When my daughter first started losing teeth, her biggest worry was whether she would also lose her very recently acquired ability to whistle. Now that she’s lost four teeth in the front of her mouth and her shrill skill is unabated, her concerns have apparently shifted.
Yesterday morning, as I’m trying to catch an extra 15 minutes of sleep on the daybed in my office while the coffee is brewing downstairs and my wife is snoozing in our room, I hear tiny feet padding up the stairs to my office.
“What, Honey?” I groan softly.
“One of my teeth is loose.”
“Okaayyyy. Is it about to come out right now? Do you need me to pull it?” I asked, hoping upon hope that the answer is no and that I can soon go back to dozing.
“Then why are you waking me up to tell me this?”
“Because I really wish it was one of my silver teeth and it isn’t.”
This is probably where it’s useful to point out that the two back teeth on the bottom left of her mouth and the same two on the bottom right all have full crowns on them and have for a couple years now. Not because she stunk at brushing or because we sucked at being parents but because it’s a common thing among kids who nurse a lot for the first couple (or few) years of life, because the milk pools in the back of their mouth overnight while they sleep, and the bacteria do a happy dance all over the teeth because of that.
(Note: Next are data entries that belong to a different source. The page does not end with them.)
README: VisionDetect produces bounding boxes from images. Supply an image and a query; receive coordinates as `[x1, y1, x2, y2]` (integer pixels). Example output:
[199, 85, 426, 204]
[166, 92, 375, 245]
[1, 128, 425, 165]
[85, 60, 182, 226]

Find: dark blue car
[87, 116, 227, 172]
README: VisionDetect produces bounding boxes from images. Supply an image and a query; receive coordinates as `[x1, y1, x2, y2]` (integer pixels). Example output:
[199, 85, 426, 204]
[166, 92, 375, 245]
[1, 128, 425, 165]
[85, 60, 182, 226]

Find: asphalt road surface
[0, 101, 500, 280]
My daughter doesn’t dislike those teeth. In fact, she seems to find them cool.
However, ever since we let her keep the last tooth she lost as a memento, she’s been eying those silver-capped teeth like they were made of solid platinum and asking if she can keep all four of them when they fall out.
Now she’s bummed when they aren’t the teeth that get loose.
She is not renowned for her patience.
I don’t think she has the ability or willingness to do any amateur dentistry for a self-extraction…but I’m going to make sure all my pliers are hidden away all the same.